Aizawa just hummed, thoughtful. “The rest of the class thought the same thing as I did. So here. I’m sorry for the defacing, but I thought you’d want it back.”
Confused, he pulled himself out of his self-hug, reaching for the old notebook and flicking it open.
The first page was normal, but there was ink bleeding through that wasn’t there before, so curiously he turned it over.
Shouto Todoroki
Tsuyu Asui
Ochaco Uraraka
Tenya Iida
Hanta Sero
Mezo Shoji
Koda Koji
Yaoyorozu Momo
Rikido Sato
Eijiro Kirishima
Denki Kaminari
Mina Ashido
Toru Hagakure
Kyoka Jiro
Yuga Aoyama~
Fumikage Tokoyami
Mashirao Ojiro
Minoru Mineta
Shota Aizawa
Hizashi Yamada
Nemuri Kayama
Toshinori Yagi
Katsuki Bakugo
sorry I was an asshole you never deserved to die
Tears splattered on the page before he knew what to do about them. His teachers had signed this, signed to say that he was worth something to them, and that if he were to actually die, they would miss him. And – and Kacchan had squeezed in his own apology at the bottom, and an apology for anything from Kacchan was worth more than gold.

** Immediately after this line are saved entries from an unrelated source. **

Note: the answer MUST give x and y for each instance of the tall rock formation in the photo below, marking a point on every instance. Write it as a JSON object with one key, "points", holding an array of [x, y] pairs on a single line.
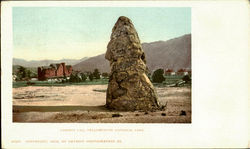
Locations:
{"points": [[129, 88]]}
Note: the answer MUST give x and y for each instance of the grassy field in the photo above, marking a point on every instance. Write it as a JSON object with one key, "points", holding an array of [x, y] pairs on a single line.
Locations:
{"points": [[169, 80], [46, 83]]}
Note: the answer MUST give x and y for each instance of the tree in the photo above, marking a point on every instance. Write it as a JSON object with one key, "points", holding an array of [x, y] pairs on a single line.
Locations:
{"points": [[96, 74], [158, 76]]}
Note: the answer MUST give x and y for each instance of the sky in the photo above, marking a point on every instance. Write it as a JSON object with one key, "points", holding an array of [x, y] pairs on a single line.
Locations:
{"points": [[76, 32]]}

Before he could even think straight, he registered a hand on his back, a soothing, comforting weight bringing him back down to earth, and he turned his head into his teacher’s coat and sobbed.
He’d never sat back for a moment in his life and thought about the weight of the world that sat on his shoulders, never until it was lifted off of him, and shared between his class, his family, of people who cared for him, who would truly miss him if he were dead.
He understood, now, why Tsu and Todoroki couldn’t bear to look at him sometimes; because the thought of how close they might have been to a life without Izuku Midoriya was terrifying enough to them that they froze up, cut themselves off from the world briefly to break it apart.
Izuku had never considered how he used his suicides as a crutch, as a way to unleash his fear onto the world knowing there would be no repercussions, knowing he’d wake on the other end with just a cold for his troubles, and it felt like a worthy trade.
Not anymore.
“F-for the s-strictest teacher at UA,” Izuku sobbed. “You s-sure are like a d-dad to us.”
“I’ve never buried a student,” Aizawa countered, pulling him up short. “I like to keep it that way.”
He tensed. “It stops,” he promised. “I won’t – won’t voluntarily…”
“That’s enough of a start, Problem Child. Enough for me.”
It wasn’t the last time he died, of course not, his job as number one hero was far too dangerous for that, but it was the last time he killed himself.
The final time he died, out of the reach of villains, not of his own hand, he passed peacefully, surrounded by all the love in the world that he needed.